La verdad es que los monederos virtuales (wallet) ya funcionan desde hace bastante tiempo. Los tenemos en muchas webs casi sin que nos demos cuenta de ello. Incluso la cuenta que tengamos en un banco, que la usemos por Internet, se podría considerar como un monedero virtual aunque algo más complejo. Son muchas las empresas que lo facilitan. Ya los hay de todos los tipos y colores. Cada monedero es casi un mundo. Permiten realizar más o menos movimientos económicos complejos según sea la empresa que hay detrás dándole fiabilidad. El problema, quizás, es que no se rigen bajo un patrón único. Cada empresa guarda bajo llave sus principales características para que no se pueda atacar fácilmente.
Un monedero virtual es un conjunto de programas que permiten usar una determinada moneda o unidad de cálculo. Todo monedero debe poder cargarse de dinero y usarlo en cualquier cosa, principalmente para compras. Los primeros tenían unas funciones limitadas a lo que era su uso en ordenadores pero ahora ya se han incorporado aplicaciones que se pueden usar en los móviles y en las tablets. Todos ellos tiene un denominador común: necesitan de una conexión a Internet para poder realizar las transacciones.
google-wallet
Si lo que se desea es organizar una nueva moneda es necesario un monedero virtual que la soporte.
En cuanto a los monederos los hay básicamente de dos tipos:
Unos que serían los que los podríamos considerar como monederos online, es decir, que para que los podamos usar necesitaremos entrar en una determinada web. Como es lógico, la seguridad de nuestro dinero será directamente proporcional a la empresa que lo gestiona. Aunque nos pueda parecer algo imposible, debemos tener muy en cuenta que los mismos bancos o grandes empresas han tenido más de uno y más de dos problemas de seguridad serios. Y es que se trata de algo bien lógico: allí donde se almacena el dinero acudirán los ladrones para intentar llevarse la mayor tajada que puedan.
El otro tipo lo podríamos mal denominar monederos offline.
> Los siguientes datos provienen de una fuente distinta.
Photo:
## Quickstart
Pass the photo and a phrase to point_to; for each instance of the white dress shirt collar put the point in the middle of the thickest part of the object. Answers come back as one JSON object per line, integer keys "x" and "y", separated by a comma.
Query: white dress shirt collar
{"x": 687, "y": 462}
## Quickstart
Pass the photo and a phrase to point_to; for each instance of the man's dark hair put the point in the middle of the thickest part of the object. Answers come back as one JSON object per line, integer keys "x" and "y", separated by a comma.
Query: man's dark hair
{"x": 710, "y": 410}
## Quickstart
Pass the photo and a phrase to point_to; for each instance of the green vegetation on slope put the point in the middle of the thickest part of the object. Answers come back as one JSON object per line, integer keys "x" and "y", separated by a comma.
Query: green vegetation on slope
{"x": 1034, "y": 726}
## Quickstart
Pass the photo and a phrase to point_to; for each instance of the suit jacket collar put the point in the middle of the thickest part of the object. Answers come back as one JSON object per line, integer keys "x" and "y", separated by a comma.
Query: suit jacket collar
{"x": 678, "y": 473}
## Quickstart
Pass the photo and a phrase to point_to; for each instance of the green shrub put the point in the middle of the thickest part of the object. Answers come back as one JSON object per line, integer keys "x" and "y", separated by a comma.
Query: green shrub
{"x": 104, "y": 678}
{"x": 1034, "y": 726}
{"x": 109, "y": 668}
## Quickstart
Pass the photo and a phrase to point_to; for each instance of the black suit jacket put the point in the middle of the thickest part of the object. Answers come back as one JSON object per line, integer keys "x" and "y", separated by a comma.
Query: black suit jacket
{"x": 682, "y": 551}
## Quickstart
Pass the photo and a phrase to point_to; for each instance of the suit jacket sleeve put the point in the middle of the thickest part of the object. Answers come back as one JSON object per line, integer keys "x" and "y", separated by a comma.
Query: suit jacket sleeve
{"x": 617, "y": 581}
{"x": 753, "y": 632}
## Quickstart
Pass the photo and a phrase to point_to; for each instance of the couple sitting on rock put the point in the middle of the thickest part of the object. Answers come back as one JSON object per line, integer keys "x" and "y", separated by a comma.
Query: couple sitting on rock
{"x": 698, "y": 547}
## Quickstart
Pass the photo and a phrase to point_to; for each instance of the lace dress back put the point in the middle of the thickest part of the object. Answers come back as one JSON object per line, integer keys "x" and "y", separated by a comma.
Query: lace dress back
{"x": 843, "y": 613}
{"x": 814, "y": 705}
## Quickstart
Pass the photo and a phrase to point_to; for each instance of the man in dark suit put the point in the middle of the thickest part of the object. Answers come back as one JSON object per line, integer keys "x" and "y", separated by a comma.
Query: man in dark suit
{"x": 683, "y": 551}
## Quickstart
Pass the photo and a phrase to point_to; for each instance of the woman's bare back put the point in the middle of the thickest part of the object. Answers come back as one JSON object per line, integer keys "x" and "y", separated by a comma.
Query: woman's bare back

Serían los monederos en los que la aplicación resida en nuestro ordenador o dispositivo. En este caso la seguridad recae en nuestro ordenador y de su vulnerabilidad. Tiene la ventaja que se puede operar sin estar conectado a Internet constantemente usando las aplicaciones que tengamos instaladas. El problema está en que las recargas o pagos de dinero siempre van a acabar necesitando, aunque sea por un momento, la conexión por Internet a la central de datos que valide las operaciones.